Valor Econômico, v. 20, n. 4971, 31/03/2020. Internacional, p. A13

Após a epidemia, mundo nunca mais será o mesmo

Simon Johnson

Vivemos agora no mundo pós-vírus. Para os EUA, a transição para esse mundo ocorreu subitamente, há menos de um mês. O mundo como o conhecemos antes da chegada da covid-19 se foi. E não voltará mais.

Quando você se conforma com essa realidade, tudo fica mais claro, incluindo como resistir na atual crise, como nos fortalecermos para os dias sombrios que ainda temos à frente e como retomar a economia de forma responsável. Com o entendimento certo, podemos reconstrui-la, com maior resiliência e mais justiça.

No começo de 2020 não acreditávamos que um episódio de mortalidade em massa aleatório pudesse acometer o planeta. Na maior parte da história humana, as doenças infecciosas foram uma ameaça constante, e a luta contra essa ameaça foi um elemento essencial da civilização humana. Na metade do século 19, a ciência começou a levar a melhor contra calamidades como o cólera.

No início do século 20, os europeus aprenderam a limitar os danos da malária e da febre amarela, ao menos para eles mesmos. A penicilina e a estreptomicina foram empregadas em larga escala a partir da década de 40. Logo vieram as vacinas contra varíola, sarampo, caxumba, rubéola e catapora.

Em dois séculos, da invenção da inoculação contra a varíola à sua erradicação, a ciência passou a dominar o ambiente. É claro que novas doenças surgiram - a começar pelos anos 80, por exemplo, quando a aids atingiu duramente algumas comunidades e países. Mas a visão predominante era que de essas emergências de saúde - embora exijam recursos e atenção - não eram fundamentais para a organização de nossas economias, nossas sociedades e nossas vidas.

O impacto global da covid-19 torna essa visão obsoleta. A mortalidade em massa aleatória está de volta, e essa realidade agora dominará tudo, por dois motivos.

Primeiro, este não é o primeiro coronavírus e sim um de diversas variantes letais a surgir desde a virada do milênio, incluindo a síndrome respiratória aguda severa (Sars) e a síndrome respiratória do Oriente Médio (mers). Não há motivo para pensar que será o último.

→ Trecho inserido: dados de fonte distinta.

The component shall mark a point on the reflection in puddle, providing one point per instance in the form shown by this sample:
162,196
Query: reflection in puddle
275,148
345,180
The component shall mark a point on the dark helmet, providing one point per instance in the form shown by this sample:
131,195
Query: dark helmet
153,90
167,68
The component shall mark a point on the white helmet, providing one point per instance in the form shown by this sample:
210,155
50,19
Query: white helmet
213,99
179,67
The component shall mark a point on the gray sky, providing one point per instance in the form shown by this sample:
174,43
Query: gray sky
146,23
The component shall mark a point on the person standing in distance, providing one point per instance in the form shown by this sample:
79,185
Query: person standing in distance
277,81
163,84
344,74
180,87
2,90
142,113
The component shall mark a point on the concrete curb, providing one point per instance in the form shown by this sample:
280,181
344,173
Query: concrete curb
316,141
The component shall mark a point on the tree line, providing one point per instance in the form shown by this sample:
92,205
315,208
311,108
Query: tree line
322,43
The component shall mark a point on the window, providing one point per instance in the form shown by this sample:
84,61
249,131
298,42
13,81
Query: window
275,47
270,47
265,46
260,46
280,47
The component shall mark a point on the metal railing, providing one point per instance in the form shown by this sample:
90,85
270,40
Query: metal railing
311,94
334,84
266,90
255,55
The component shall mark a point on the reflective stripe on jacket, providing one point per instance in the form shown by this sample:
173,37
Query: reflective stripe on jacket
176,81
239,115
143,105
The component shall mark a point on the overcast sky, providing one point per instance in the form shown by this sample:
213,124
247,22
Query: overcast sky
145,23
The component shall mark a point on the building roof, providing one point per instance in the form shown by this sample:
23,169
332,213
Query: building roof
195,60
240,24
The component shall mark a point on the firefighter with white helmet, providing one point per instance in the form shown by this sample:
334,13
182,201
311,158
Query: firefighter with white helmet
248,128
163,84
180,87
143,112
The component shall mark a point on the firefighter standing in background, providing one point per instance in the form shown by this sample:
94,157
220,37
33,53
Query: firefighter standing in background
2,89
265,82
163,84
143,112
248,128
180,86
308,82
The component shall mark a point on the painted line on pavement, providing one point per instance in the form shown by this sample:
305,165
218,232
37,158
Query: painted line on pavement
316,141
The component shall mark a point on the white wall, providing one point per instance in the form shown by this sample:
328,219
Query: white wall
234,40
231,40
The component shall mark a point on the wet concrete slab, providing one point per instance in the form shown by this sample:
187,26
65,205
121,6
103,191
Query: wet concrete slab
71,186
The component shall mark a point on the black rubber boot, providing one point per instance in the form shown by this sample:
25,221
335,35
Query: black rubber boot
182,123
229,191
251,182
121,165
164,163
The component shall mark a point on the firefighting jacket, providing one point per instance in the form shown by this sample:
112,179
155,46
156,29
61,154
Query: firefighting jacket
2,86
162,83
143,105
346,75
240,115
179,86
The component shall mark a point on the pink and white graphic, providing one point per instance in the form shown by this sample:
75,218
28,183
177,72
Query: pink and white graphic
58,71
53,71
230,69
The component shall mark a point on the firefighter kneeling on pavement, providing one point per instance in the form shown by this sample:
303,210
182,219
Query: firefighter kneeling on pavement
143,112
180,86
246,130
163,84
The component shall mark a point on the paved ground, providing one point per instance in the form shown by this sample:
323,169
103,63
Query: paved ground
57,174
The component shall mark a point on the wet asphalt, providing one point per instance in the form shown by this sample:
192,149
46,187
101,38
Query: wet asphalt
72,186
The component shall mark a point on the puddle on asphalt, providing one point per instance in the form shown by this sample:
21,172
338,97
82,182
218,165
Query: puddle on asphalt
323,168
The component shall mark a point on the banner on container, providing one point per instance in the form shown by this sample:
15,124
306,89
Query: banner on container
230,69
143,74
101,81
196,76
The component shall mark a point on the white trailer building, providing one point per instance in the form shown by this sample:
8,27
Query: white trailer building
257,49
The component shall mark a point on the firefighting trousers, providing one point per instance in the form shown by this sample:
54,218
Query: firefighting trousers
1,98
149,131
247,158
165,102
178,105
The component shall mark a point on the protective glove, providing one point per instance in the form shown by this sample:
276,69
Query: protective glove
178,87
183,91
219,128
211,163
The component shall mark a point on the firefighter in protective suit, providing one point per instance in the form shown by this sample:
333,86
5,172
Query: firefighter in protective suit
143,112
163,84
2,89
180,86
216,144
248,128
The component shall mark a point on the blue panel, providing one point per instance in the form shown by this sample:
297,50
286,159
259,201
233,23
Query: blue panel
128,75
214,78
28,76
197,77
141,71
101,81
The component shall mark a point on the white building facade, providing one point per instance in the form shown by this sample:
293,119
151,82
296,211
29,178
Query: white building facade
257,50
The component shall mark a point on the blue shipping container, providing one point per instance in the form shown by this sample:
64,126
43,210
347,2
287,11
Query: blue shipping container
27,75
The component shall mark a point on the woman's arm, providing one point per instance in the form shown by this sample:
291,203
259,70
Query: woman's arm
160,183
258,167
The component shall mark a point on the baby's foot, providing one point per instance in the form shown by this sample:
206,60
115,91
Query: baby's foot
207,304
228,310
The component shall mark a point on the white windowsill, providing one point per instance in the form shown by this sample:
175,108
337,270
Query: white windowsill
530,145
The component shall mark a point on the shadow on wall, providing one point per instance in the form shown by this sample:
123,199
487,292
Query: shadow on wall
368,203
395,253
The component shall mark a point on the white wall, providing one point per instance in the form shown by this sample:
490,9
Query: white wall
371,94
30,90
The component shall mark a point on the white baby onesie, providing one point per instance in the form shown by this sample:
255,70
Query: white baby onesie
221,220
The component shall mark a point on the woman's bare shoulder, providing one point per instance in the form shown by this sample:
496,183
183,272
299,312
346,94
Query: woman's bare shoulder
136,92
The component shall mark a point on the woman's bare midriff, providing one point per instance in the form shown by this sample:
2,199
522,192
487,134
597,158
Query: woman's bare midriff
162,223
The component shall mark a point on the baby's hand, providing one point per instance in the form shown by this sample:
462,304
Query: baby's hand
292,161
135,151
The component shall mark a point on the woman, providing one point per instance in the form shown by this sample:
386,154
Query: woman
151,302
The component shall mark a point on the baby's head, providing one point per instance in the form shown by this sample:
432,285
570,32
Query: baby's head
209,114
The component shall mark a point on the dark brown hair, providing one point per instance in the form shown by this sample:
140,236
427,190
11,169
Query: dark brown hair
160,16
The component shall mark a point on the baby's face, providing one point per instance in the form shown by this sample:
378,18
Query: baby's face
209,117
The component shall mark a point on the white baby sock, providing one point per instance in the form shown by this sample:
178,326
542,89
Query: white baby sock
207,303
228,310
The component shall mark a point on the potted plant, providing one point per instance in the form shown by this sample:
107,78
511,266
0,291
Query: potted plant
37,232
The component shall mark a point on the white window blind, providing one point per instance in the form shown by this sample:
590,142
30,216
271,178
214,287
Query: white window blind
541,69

Em segundo lugar, esse coronavírus em particular deriva seu poder letal de seu perfil específico: ele é altamente infeccioso e pode ser transmitido até mesmo por pessoas assintomáticas. Muitas pessoas que contraírem a covid-19 terão apenas uma forma branda da doença, mas aparentemente ele matará muitas pessoas mais velhas e muitas com problemas de saúde pré-existentes, como hipertensão, diabetes e obesidade.

Mas por que um eventual coronavírus futuro necessariamente terá um perfil parecido? Outros coronavírus - daqueles que causam um resfriado comum até aqueles que causam a sars e a mers - não têm esse perfil. É totalmente plausível, dada a limitação do nosso conhecimento científico, que um futuro coronavírus possa ter um perfil diferente - por exemplo mostrando-se mais letal para os mais jovens do que para os mais velhos. Ou talvez ele mire nossas crianças.

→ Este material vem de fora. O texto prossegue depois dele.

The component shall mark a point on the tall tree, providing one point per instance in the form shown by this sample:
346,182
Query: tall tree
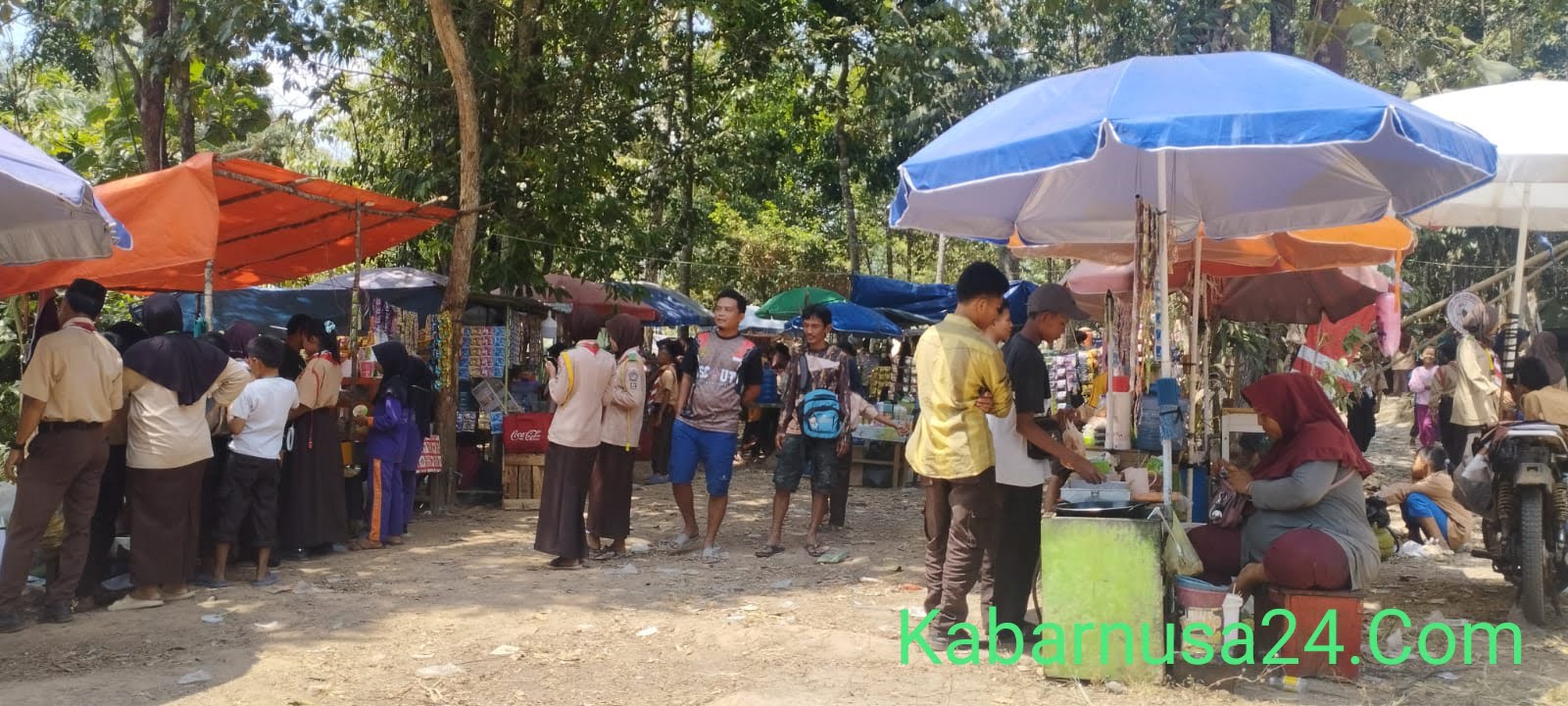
457,294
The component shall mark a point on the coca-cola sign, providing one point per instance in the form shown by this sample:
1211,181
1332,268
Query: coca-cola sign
533,435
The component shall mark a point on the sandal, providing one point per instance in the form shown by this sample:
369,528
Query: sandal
681,545
130,603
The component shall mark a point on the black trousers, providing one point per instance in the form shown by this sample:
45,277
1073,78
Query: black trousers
1008,572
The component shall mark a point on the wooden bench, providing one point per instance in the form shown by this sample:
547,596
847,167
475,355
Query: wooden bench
521,480
1309,609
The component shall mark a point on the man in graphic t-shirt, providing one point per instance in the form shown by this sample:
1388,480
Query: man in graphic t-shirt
721,376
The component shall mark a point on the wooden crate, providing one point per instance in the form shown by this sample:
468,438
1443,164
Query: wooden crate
521,480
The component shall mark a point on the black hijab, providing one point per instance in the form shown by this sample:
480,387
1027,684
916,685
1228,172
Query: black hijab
394,371
1544,347
422,392
172,357
127,333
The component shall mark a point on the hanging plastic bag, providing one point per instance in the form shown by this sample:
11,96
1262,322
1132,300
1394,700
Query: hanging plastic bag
1073,439
1180,554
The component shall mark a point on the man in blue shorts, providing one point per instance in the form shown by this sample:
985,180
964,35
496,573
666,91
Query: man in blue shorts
721,376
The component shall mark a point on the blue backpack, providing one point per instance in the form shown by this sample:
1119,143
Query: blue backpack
820,412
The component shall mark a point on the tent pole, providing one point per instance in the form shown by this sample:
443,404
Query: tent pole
941,258
1162,290
353,297
1517,306
206,298
1199,371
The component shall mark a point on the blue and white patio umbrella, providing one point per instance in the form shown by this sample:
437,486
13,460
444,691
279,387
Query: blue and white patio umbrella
1243,143
49,211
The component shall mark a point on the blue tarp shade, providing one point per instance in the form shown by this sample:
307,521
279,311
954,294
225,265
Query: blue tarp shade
328,300
51,214
674,308
929,302
855,319
273,306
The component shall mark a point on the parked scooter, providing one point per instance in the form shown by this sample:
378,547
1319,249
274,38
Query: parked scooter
1517,483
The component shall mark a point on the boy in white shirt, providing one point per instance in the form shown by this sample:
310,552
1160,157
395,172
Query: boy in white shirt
250,482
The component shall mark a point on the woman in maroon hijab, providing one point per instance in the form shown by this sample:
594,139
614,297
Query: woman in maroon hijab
1306,523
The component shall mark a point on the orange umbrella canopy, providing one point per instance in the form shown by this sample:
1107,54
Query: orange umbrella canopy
258,224
1371,243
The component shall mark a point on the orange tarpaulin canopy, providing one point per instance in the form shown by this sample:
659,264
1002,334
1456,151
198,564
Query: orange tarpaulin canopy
1371,243
258,224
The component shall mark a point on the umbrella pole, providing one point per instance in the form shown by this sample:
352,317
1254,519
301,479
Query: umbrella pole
206,298
1162,287
1517,306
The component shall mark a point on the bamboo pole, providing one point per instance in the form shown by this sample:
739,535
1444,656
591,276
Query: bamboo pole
1482,284
353,298
206,298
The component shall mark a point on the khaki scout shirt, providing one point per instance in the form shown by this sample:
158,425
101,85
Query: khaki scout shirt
77,376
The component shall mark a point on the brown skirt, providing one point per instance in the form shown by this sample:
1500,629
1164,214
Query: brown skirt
611,493
165,523
566,476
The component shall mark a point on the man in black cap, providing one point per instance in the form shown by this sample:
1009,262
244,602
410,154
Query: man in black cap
1008,570
70,391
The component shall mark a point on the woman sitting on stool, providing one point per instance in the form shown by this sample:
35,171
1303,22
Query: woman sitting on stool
1306,528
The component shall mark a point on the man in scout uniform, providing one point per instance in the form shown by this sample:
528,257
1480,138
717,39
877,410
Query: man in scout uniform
70,391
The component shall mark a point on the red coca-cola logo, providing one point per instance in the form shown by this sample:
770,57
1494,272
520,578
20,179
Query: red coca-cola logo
525,436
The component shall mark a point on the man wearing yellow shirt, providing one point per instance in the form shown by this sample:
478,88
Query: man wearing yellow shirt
953,451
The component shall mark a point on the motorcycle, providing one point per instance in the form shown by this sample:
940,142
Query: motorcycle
1517,483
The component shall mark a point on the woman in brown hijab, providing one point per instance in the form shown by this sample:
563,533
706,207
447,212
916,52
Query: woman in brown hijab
577,381
611,491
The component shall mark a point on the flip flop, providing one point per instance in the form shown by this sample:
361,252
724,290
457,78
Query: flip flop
132,604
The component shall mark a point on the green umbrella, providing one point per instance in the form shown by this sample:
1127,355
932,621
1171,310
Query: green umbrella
789,305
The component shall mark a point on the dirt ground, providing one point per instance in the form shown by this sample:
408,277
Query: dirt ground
470,603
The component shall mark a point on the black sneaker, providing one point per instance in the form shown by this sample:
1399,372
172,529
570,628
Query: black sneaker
57,612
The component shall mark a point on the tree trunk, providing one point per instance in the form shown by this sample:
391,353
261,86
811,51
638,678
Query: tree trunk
1332,54
153,88
839,135
457,294
180,82
1282,27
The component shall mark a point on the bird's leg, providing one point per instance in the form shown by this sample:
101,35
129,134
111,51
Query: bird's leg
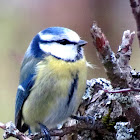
45,131
87,119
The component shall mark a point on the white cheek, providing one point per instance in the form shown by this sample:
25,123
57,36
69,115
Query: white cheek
65,52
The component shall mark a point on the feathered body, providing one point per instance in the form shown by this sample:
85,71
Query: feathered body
52,79
46,103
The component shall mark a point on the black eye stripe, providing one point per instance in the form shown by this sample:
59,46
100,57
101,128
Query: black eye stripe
63,42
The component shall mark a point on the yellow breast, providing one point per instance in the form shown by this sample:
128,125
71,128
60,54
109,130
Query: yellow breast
51,87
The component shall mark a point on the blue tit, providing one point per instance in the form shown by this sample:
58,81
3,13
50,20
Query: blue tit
52,79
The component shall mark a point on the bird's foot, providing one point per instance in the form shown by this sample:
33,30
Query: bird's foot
45,131
87,119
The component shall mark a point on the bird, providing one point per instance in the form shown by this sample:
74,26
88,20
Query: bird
52,80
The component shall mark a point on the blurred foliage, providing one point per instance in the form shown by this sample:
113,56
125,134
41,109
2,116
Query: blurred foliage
21,20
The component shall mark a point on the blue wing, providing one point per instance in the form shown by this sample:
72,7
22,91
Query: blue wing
22,94
27,79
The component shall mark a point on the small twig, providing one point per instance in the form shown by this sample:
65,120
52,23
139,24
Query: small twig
135,5
123,90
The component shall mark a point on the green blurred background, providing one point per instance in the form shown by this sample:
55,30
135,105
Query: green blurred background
21,20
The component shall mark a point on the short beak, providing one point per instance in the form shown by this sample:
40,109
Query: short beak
82,43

Uma vez que tenhamos isso em mente, não é possível acreditar que retornaremos ao mundo pré-vírus. Tudo o que fazemos, dos nossos investimento s o modo como nos organizamos, será influenciado pela percepção de estarmos protegidos da covid-19 e de seus sucessores, ou mais vulneráveis.

Com esse entendimento, vários pontos ficam mais claros e até - num momento difícil e trágico - potencialmente tranquilizadores.

Os EUA e a Europa obviamente investiram pouco em preparação - incluindo em ciências relevantes e como aplicá-las - e a covid-19 deverá se mostrar devastadora no Ocidente. Mas a razão não é tanto a falta de uma tecnologia disponível. Afinal, a China conseguiu conter a pandemia em seu território - após um confinamento de dois meses - enquanto Taiwan e Cingapura não ficaram atrás, e a Coreia do Sul conseguiu uma saída incrível do que parecia ser um momento muito perigoso.

Não é a falta de tecnologia que deixou o Ocidente vulnerável, e sim a interação da covid-19 com nossa estrutura social e sistemas de saúde. Nos EUA o vírus explora uma sociedade desigual e um sistema de saúde fragmentado.

Temos armas mais do que suficientes para reagir, mas muitas delas estão apontadas para a direção errada - elaboradas para crises anteriores e muito menores, como furacões. Organizações poderosas, com recursos, são contidas por líderes que falham em coletar as informações necessárias e coordenar ou usar informações de um modo coerente para tomar decisões.

Essa fase não durará muito. Logo saberemos como combater a doença, e com força total. Ficaremos à frente da covid-19. Então, poderemos

começar a reconstruir um conjunto mais resistente de informações, de tomada de decisões e sistemas de saúde. Como parte disso, precisamos nos empenhar no desenvolvimento e emprego de todas as ideias científicas e organizacionais que elevem as chances de sobrevivência de nossos filhos e dos filhos de nossos vizinhos.

Com o tempo, prevaleceremos no mundo pós-vírus. Mas isso no longo prazo. A melhor maneira de encurtar esse período é reconhecer que um retorno ao “normal” não é uma opção.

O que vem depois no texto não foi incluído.